Anyway, plus two more for the epek "backpack wisdom" (Whats funny is he thinks he came up with this concept.) :lol: :roll:

Cheers,

Tex


----------



## dkhntrdstn (Sep 7, 2007)

TEX-O-BOB said:


> dkhntrdstn said:
> 
> 
> > they are the same prcie at both places. I have seen some on ksl.for the same price brand new. Those pic of hell of nice. Look like you hunt some pretty **** god country there.I cant wait to get mine and put it to work next year.


So meathead, are you buying my 4500 or not... :?

Yes Im. I will try to get you the money next month. I will send you a pm or call you and swing by and grab it from you.

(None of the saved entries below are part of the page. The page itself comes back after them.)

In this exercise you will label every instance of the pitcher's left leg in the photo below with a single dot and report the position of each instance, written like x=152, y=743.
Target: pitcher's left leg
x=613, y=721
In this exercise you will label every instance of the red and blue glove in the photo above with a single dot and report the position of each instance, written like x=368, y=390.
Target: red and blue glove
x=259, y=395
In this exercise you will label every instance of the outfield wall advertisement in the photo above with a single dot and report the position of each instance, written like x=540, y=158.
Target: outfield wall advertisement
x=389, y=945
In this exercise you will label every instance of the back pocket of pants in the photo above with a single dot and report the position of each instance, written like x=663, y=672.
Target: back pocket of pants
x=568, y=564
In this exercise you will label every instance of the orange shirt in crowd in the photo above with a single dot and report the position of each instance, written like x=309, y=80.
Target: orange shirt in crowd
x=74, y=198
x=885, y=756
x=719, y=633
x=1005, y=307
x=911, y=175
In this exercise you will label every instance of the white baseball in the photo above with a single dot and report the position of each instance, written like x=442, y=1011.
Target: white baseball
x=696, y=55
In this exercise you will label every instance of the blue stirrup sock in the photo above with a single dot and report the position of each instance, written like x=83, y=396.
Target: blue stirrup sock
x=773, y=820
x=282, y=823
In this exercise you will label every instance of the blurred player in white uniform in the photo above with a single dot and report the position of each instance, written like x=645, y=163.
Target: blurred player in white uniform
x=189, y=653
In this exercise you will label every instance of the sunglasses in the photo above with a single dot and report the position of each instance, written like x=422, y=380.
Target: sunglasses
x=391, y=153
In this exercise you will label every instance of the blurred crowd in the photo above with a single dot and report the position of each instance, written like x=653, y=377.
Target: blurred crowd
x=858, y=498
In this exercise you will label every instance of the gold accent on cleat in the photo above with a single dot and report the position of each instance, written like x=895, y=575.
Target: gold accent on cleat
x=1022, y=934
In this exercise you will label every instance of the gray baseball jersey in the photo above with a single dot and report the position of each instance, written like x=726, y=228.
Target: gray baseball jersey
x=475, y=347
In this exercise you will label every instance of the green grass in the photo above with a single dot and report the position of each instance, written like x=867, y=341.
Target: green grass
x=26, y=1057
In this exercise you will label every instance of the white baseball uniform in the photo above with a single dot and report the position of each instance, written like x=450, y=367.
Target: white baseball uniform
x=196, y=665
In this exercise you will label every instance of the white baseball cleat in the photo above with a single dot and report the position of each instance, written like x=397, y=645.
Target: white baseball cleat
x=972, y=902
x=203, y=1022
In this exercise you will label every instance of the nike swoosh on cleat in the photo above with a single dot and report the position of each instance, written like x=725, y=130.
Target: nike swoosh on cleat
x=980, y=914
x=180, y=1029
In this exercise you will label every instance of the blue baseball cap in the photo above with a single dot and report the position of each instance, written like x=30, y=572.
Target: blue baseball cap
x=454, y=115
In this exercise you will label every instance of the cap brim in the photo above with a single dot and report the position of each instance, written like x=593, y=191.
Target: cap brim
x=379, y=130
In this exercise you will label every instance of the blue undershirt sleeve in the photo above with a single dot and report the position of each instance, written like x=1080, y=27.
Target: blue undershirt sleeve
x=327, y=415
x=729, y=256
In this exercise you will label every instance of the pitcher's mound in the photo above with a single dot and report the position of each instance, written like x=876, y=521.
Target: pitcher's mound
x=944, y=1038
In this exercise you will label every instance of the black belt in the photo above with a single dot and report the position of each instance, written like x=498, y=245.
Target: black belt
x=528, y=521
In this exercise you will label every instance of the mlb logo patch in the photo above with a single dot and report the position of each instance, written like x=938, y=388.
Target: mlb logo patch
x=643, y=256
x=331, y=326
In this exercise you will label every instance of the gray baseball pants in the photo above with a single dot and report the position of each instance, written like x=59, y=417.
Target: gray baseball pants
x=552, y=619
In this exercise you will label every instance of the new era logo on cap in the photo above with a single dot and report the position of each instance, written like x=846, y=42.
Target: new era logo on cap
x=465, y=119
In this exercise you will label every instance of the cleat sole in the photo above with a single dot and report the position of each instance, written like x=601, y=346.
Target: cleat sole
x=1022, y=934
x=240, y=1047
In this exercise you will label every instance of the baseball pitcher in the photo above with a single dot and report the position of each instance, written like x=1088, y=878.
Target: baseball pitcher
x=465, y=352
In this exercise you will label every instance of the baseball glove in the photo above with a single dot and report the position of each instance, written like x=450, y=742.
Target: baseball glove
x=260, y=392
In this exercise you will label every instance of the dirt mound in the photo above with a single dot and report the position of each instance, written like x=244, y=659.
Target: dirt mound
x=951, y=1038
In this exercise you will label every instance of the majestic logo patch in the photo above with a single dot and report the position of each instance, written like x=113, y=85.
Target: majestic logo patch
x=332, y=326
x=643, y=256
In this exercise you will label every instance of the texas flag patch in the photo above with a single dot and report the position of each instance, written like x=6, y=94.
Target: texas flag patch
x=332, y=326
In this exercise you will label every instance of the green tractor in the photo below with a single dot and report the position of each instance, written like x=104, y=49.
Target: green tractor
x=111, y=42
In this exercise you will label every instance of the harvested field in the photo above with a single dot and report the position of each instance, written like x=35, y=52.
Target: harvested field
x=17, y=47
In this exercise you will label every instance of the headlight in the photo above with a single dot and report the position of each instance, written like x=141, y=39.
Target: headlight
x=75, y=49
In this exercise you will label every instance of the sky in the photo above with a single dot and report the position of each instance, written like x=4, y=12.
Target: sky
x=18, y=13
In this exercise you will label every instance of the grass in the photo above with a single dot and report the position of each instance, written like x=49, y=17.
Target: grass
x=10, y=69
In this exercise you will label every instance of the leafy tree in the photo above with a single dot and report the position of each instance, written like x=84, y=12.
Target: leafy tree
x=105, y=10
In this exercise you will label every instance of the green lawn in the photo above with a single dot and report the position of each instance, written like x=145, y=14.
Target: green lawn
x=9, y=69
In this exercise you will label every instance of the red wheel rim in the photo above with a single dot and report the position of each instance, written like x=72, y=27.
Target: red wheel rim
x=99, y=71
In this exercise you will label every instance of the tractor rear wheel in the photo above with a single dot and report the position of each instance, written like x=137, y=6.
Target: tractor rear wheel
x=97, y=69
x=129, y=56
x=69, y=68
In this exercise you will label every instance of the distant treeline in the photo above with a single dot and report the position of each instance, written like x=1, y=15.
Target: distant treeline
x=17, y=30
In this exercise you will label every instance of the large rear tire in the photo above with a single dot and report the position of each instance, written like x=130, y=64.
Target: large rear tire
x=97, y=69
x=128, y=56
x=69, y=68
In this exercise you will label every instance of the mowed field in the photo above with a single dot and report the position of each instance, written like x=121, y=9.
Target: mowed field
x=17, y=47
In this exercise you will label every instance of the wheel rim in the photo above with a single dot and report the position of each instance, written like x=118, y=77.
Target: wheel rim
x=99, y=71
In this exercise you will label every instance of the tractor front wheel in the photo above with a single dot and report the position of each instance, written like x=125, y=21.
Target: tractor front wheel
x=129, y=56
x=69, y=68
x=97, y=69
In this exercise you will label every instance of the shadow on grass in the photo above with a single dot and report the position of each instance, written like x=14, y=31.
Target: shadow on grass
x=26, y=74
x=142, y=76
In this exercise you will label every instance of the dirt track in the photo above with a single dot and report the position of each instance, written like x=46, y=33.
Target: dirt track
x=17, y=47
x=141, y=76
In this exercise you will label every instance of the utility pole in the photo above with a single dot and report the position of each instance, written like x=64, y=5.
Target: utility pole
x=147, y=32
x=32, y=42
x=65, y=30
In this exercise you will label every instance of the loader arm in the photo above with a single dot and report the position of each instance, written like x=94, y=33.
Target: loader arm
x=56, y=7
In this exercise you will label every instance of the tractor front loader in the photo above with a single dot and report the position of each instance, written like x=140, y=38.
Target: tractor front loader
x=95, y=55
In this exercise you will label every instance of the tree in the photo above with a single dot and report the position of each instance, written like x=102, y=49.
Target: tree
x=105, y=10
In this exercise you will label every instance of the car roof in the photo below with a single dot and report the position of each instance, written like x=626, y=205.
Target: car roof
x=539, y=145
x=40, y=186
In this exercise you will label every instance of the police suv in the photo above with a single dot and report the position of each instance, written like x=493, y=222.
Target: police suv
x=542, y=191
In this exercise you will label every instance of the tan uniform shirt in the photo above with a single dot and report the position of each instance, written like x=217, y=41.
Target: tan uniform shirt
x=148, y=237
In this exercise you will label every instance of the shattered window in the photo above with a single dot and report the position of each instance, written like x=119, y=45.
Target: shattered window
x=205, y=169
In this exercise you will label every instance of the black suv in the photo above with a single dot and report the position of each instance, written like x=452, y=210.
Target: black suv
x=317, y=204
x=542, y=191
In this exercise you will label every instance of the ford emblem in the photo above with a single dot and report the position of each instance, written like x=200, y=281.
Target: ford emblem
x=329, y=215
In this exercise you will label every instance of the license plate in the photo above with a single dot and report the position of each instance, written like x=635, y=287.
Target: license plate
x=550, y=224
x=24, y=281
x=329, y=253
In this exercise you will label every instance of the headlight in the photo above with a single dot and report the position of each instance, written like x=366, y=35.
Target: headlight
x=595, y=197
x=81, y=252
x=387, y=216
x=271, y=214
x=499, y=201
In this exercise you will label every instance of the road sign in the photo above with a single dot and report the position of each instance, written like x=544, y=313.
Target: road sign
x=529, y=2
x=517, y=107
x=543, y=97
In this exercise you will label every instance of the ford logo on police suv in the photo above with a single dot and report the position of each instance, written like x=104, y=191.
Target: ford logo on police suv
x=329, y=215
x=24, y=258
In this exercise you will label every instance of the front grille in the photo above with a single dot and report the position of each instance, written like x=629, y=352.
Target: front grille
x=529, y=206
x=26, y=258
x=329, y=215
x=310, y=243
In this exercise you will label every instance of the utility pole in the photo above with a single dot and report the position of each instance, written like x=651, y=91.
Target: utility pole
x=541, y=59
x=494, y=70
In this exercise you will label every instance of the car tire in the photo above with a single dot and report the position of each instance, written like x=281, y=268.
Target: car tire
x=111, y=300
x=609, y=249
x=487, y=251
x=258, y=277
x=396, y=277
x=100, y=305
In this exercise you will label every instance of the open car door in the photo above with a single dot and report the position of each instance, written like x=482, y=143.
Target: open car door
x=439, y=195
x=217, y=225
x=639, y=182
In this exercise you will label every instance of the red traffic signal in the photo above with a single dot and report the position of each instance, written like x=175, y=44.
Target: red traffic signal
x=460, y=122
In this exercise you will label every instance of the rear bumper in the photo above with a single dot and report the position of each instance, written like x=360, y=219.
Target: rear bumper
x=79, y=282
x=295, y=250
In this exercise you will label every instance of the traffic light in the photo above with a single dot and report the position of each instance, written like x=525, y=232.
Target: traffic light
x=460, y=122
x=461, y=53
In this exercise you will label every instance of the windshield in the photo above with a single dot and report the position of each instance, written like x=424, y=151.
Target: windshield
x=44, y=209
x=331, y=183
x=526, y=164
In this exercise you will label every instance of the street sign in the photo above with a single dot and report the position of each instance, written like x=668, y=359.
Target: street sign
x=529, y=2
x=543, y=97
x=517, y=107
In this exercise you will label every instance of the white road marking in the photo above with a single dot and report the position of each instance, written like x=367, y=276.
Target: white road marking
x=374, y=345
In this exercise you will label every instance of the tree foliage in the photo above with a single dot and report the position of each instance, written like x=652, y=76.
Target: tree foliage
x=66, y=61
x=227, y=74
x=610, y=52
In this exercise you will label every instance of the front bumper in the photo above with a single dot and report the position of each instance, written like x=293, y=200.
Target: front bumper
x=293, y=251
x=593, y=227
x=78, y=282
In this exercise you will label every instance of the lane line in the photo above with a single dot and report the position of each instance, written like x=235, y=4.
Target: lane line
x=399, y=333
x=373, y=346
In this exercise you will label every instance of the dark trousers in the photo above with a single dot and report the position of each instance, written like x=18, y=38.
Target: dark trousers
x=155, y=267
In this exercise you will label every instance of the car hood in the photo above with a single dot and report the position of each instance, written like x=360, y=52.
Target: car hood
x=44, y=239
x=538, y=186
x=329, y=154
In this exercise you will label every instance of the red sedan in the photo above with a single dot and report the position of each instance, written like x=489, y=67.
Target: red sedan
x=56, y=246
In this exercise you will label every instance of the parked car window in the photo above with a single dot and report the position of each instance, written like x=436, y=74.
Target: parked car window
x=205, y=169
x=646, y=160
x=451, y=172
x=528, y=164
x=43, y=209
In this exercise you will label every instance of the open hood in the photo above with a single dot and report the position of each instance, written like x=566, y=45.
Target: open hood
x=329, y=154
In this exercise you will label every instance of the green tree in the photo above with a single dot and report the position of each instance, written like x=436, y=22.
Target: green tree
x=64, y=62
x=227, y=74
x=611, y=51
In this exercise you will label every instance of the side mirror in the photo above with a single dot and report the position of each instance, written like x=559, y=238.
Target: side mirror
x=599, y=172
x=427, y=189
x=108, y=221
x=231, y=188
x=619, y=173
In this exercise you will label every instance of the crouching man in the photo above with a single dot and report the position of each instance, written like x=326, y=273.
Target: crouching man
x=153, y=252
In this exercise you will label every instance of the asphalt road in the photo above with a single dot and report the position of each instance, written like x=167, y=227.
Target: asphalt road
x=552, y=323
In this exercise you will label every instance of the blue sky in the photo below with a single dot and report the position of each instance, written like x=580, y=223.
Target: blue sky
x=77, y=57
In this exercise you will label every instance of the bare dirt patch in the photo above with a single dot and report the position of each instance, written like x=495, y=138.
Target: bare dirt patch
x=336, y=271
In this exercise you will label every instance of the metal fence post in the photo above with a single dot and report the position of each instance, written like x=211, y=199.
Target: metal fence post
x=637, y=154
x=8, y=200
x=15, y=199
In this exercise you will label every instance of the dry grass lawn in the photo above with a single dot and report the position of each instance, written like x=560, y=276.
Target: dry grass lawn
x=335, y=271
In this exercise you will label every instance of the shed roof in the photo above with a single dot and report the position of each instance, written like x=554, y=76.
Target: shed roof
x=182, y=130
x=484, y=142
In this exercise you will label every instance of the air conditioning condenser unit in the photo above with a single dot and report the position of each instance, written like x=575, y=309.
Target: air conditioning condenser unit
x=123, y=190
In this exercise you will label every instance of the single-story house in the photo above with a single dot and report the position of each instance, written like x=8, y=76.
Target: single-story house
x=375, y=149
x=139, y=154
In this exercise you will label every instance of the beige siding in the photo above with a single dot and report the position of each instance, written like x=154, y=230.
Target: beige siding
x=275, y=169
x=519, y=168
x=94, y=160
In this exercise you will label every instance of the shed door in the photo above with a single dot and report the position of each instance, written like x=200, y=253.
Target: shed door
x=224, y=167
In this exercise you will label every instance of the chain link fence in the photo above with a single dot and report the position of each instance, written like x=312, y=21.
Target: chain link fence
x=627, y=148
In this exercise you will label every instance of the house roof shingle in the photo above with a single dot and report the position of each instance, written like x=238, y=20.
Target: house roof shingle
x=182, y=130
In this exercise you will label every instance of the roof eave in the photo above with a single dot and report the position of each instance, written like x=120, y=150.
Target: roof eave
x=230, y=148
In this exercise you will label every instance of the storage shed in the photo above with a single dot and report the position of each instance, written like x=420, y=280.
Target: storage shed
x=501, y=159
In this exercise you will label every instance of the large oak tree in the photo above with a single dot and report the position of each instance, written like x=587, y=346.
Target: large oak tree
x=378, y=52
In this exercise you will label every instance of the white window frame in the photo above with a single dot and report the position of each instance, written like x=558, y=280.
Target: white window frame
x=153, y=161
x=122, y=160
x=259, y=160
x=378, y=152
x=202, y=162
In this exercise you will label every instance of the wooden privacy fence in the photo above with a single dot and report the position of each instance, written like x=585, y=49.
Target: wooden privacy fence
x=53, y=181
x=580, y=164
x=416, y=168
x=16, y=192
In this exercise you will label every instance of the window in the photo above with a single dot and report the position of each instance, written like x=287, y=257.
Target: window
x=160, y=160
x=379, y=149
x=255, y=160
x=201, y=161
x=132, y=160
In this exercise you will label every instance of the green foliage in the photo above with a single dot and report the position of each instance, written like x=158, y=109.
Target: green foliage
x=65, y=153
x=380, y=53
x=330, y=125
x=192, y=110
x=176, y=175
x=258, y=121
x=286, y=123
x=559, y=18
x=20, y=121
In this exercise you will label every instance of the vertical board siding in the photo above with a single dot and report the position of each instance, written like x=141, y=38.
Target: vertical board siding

I was going to send you a pm telling you and spaced it out my bad. so yes sir I will be taking it off your hands for you andif it dont bring me good luck.Im going to be kicking your butt. :mrgreen: :lol:


----------



## TEX-O-BOB (Sep 12, 2007)

It's already been christened with fresh spike elk blood and North Slope gave it a blessing in August just before the hunt. If you can't make a kill when using this pack it's all on YOU! _(O)_


----------



## dkhntrdstn (Sep 7, 2007)

TEX-O-BOB said:


> It's already been christened with fresh spike elk blood and North Slope gave it a blessing in August just before the hunt. If you can't make a kill when using this pack it's all on YOU! _(O)_


Ok it sounds like next year will be my year to get a deer or elk and hopfuly antelope to pack out with that bag. sounds good.


----------



## EPEK (Sep 11, 2007)

Dkhntrdustn, It's good, but it is not that good, I would suggest only carrying one animal at a time.


----------



## TEX-O-BOB (Sep 12, 2007)

EPEK said:


> Dkhntrdustn, It's good, but it is not that good, I would suggest only carrying one animal at a time.


That is a wise suggestion. However, that 4500 will pack that much meat if yer man enough. :shock: Trouble is, I aint man enough... :?


----------



## dkhntrdstn (Sep 7, 2007)

The proublom is Im stupid enougt to try carrying the hole deer or elk out by my self. But I know I will have a realy friend helping me pack it out.


----------